L’operatore potrà inviare la fattura elettronica tardivamente ma al massimo entro la prima liquidazione IVA di riferimento.

In tal caso non saranno applicate sanzioni. Viene altresì concesso di emettere fattura entro la seconda liquidazione d’imposta ma, in tal caso, si applicano le sanzioni in misura ridotta pari al 20%.

Emissione fattura elettronica: cosa cambia dal 1° luglio 2019

Il periodo di disapplicazione totale o applicazione ridotta delle sanzioni sarà in vigore dal 1° gennaio al 30 giugno. A partire dal 1° luglio, invece, i soggetti IVA dovranno emettere fattura entro il termine di dieci giorni dalla data di effettuazione dell’operazione.

Come anticipato in precedenza, è possibile che il termine di emissione venga rinviato a 15 giorni dalla data di effettuazione dell’operazione. Vi aggiorneremo in caso di novità.

Tra le novità introdotte dal DL fiscale 2019, inoltre, con l’aggiunta della lettera g) all’art. 21 del DPR IVA viene previsto che tra gli elementi obbligatori della fattura bisognerà indicare la data in cui è effettuata la cessione di beni o la prestazione di servizi, ovvero la data in cui è corrisposto in tutto o in parte il corrispettivo qualora tale data sia diversa da quella di emissione della fattura.

Data emissione fattura elettronica in caso di scarto

In merito a quando emettere fattura elettronica, il provvedimento pubblicato dall’Agenzia delle Entrate il 30 aprile 2018 stabilisce esclusivamente che:

“la data di emissione della fattura elettronica è la data riportata nel campo “Data” della sezione “Dati generali” del file della fattura elettronica, che rappresenta una delle informazioni obbligatorie ai sensi degli articoli 21 e 21-bis del decreto del Presidente della Repubblica 26 ottobre 1972, n. 633: la fattura elettronica scartata dal SdI a seguito dei controlli di cui ai punti 2.4, 2.5 e 2.6 si considera non emessa”.

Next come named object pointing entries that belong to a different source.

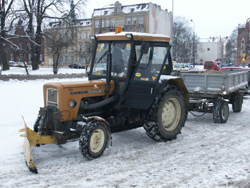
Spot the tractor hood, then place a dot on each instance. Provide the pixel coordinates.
(60, 95)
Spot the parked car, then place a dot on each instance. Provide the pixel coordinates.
(76, 66)
(13, 64)
(211, 65)
(16, 64)
(181, 67)
(20, 64)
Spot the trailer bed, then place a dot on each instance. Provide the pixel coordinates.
(214, 83)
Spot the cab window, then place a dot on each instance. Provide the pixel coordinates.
(150, 64)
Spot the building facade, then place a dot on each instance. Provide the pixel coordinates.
(19, 48)
(209, 50)
(77, 48)
(243, 45)
(133, 18)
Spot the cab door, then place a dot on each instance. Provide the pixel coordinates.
(144, 84)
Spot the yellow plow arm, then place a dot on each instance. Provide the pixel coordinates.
(31, 138)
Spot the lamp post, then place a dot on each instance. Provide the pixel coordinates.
(101, 15)
(172, 20)
(193, 49)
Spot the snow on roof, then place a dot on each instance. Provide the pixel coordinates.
(136, 36)
(133, 33)
(80, 22)
(125, 9)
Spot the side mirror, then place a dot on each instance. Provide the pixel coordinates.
(144, 48)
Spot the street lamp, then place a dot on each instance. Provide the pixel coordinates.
(102, 20)
(193, 49)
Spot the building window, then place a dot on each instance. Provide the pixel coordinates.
(86, 34)
(141, 29)
(107, 22)
(103, 23)
(134, 20)
(72, 59)
(66, 60)
(97, 23)
(128, 21)
(113, 24)
(81, 60)
(122, 22)
(141, 20)
(80, 35)
(80, 47)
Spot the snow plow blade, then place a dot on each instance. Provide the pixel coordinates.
(31, 138)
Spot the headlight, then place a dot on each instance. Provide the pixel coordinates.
(72, 103)
(52, 97)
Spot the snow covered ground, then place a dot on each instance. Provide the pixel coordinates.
(205, 155)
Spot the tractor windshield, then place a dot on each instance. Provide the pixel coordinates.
(150, 63)
(119, 55)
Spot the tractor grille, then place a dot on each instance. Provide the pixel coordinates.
(52, 97)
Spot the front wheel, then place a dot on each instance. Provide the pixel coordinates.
(237, 102)
(171, 114)
(220, 111)
(94, 139)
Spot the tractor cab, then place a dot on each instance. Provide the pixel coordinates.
(135, 62)
(126, 89)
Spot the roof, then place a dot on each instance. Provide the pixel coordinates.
(136, 36)
(77, 22)
(126, 9)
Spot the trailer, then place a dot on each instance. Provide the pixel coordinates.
(212, 91)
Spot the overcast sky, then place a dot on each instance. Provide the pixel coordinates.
(212, 18)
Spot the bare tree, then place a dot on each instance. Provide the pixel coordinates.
(231, 47)
(183, 40)
(5, 14)
(37, 11)
(58, 39)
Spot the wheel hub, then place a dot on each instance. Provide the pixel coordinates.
(97, 141)
(171, 114)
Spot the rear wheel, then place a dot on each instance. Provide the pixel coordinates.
(94, 139)
(171, 114)
(220, 111)
(237, 102)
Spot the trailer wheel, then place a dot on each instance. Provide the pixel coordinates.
(237, 102)
(220, 111)
(171, 114)
(94, 139)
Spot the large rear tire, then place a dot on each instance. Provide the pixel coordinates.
(171, 114)
(94, 139)
(220, 111)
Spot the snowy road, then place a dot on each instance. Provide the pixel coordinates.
(205, 155)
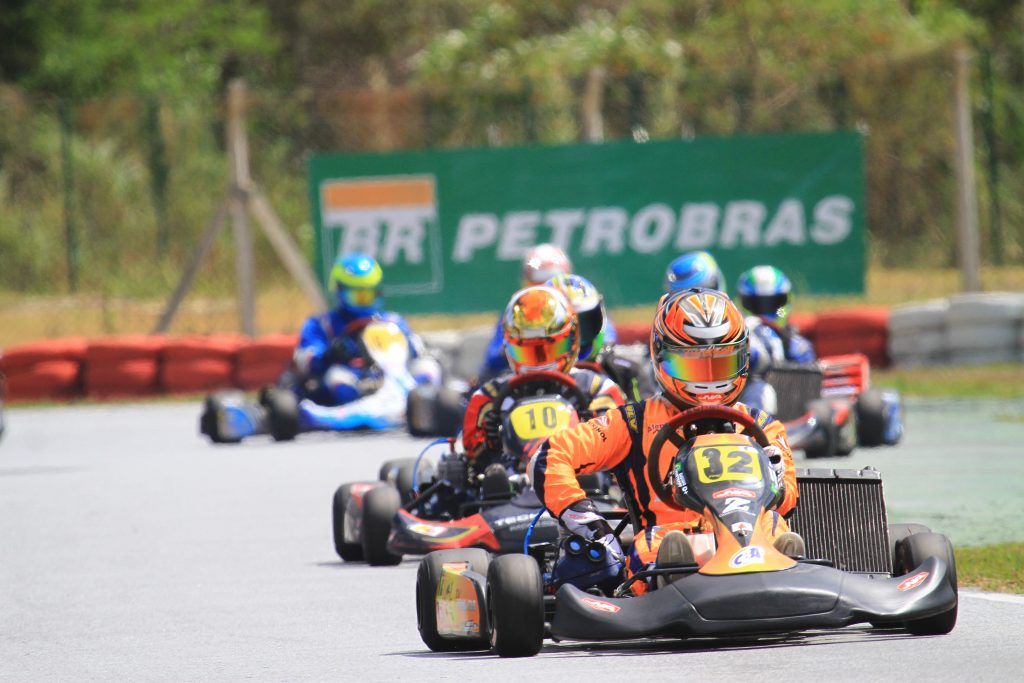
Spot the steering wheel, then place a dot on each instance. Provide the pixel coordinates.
(670, 432)
(527, 384)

Pur riprendendo le regole generali previste dal decreto IVA, con l’avvio dell’obbligo di fatturazione elettronica la principale novità sarà rappresentata dal fatto che, in caso di scarto, la fattura si considererà non emessa. In tal caso verrà recapitata un’apposita ricevuta e la fattura corretta dovrà essere inviata nuovamente entro 5 giorni.

Al contrario, nel caso di esito positivo dei controlli, il SdI invierà la fattura elettronica al soggetto ricevente e quindi la data di emissione coinciderà, in sostanza, con la data in cui la fattura è effettivamente trasmessa.

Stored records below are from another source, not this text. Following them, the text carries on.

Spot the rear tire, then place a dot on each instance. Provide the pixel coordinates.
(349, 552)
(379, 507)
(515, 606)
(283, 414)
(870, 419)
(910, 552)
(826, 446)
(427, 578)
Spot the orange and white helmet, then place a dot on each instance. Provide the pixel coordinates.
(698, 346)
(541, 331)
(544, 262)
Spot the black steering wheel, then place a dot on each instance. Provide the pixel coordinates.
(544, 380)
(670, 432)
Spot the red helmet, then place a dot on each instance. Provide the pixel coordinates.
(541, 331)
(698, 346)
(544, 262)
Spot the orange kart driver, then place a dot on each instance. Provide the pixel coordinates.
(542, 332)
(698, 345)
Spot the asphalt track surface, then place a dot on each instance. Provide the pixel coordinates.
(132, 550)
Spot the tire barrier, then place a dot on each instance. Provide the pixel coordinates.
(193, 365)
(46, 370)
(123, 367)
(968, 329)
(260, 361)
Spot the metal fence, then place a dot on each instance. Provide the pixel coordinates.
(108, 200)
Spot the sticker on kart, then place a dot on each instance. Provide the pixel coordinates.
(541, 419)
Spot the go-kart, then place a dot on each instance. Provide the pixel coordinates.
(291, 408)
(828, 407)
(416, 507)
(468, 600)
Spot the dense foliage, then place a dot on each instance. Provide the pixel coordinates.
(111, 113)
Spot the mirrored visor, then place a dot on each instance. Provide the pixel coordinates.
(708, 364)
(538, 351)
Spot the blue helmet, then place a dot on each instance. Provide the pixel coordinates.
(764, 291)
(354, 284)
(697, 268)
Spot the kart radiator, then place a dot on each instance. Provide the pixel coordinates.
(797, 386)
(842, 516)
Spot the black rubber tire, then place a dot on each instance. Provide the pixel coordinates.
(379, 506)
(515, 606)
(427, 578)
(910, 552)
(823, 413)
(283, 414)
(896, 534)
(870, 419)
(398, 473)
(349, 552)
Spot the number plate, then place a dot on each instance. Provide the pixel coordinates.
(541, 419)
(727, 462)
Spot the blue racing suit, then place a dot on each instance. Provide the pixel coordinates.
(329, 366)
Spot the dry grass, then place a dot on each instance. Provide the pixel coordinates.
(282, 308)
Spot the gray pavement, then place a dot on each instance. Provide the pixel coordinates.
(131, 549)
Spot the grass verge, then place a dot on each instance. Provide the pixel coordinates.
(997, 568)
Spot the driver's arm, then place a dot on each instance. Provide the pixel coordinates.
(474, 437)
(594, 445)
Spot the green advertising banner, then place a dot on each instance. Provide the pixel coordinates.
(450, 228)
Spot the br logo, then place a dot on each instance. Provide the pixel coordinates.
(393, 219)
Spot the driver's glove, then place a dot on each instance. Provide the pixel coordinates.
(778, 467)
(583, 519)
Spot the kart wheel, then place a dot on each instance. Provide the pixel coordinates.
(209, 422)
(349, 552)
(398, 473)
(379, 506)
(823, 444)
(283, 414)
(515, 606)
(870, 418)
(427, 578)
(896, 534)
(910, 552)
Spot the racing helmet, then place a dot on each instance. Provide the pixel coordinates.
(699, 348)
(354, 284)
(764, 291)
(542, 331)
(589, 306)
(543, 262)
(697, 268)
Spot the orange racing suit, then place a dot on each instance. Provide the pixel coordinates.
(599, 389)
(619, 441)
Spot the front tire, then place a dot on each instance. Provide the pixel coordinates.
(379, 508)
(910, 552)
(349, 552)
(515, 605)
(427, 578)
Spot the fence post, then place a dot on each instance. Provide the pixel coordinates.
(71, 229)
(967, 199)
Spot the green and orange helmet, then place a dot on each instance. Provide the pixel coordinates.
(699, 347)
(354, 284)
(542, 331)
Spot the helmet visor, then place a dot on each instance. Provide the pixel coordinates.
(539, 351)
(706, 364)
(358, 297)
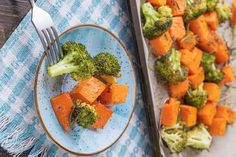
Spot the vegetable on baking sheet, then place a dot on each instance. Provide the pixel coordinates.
(196, 79)
(228, 75)
(177, 7)
(155, 22)
(188, 42)
(157, 2)
(188, 114)
(218, 127)
(170, 68)
(194, 9)
(199, 137)
(179, 89)
(161, 44)
(169, 112)
(196, 97)
(213, 92)
(206, 114)
(174, 136)
(177, 28)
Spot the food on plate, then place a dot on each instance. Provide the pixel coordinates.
(103, 115)
(169, 112)
(76, 60)
(87, 104)
(194, 9)
(84, 114)
(107, 64)
(156, 22)
(88, 90)
(196, 97)
(212, 74)
(62, 105)
(188, 114)
(170, 68)
(161, 44)
(223, 12)
(114, 94)
(194, 61)
(198, 137)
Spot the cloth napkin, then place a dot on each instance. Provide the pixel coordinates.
(20, 129)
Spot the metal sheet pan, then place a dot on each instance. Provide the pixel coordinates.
(156, 93)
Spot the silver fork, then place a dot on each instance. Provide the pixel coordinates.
(48, 35)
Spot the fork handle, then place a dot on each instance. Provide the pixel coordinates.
(32, 3)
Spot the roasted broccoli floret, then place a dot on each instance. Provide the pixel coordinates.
(199, 137)
(84, 114)
(211, 5)
(175, 137)
(223, 12)
(194, 9)
(170, 68)
(76, 60)
(196, 97)
(155, 22)
(212, 74)
(107, 64)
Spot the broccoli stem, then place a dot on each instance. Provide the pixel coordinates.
(60, 69)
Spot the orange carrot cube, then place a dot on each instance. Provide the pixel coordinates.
(213, 91)
(169, 112)
(188, 114)
(88, 90)
(62, 106)
(103, 115)
(114, 94)
(161, 44)
(218, 127)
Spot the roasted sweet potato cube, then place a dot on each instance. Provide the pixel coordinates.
(62, 106)
(218, 127)
(103, 115)
(88, 90)
(114, 94)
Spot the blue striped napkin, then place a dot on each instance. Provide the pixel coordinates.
(20, 129)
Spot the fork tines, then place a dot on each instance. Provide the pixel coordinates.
(51, 45)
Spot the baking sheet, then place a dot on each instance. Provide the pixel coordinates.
(156, 92)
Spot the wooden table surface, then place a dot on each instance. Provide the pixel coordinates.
(11, 13)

Impossibilità di recapito e data di emissione della fattura elettronica

Diverso il discorso in caso di impossibilità di recapito. In tal caso, il SdI metterà comunque a disposizione del cessionario/committente la fattura elettronica nella sua area riservata del sito web dell’Agenzia delle Entrate e questa informazione.

Ai fini fiscali e ai fini della corretta detrazione IVA, la data di ricezione della fattura è rappresentata dalla data di presa visione della stessa sul sito web dell’Agenzia delle entrate da parte del cessionario/committente.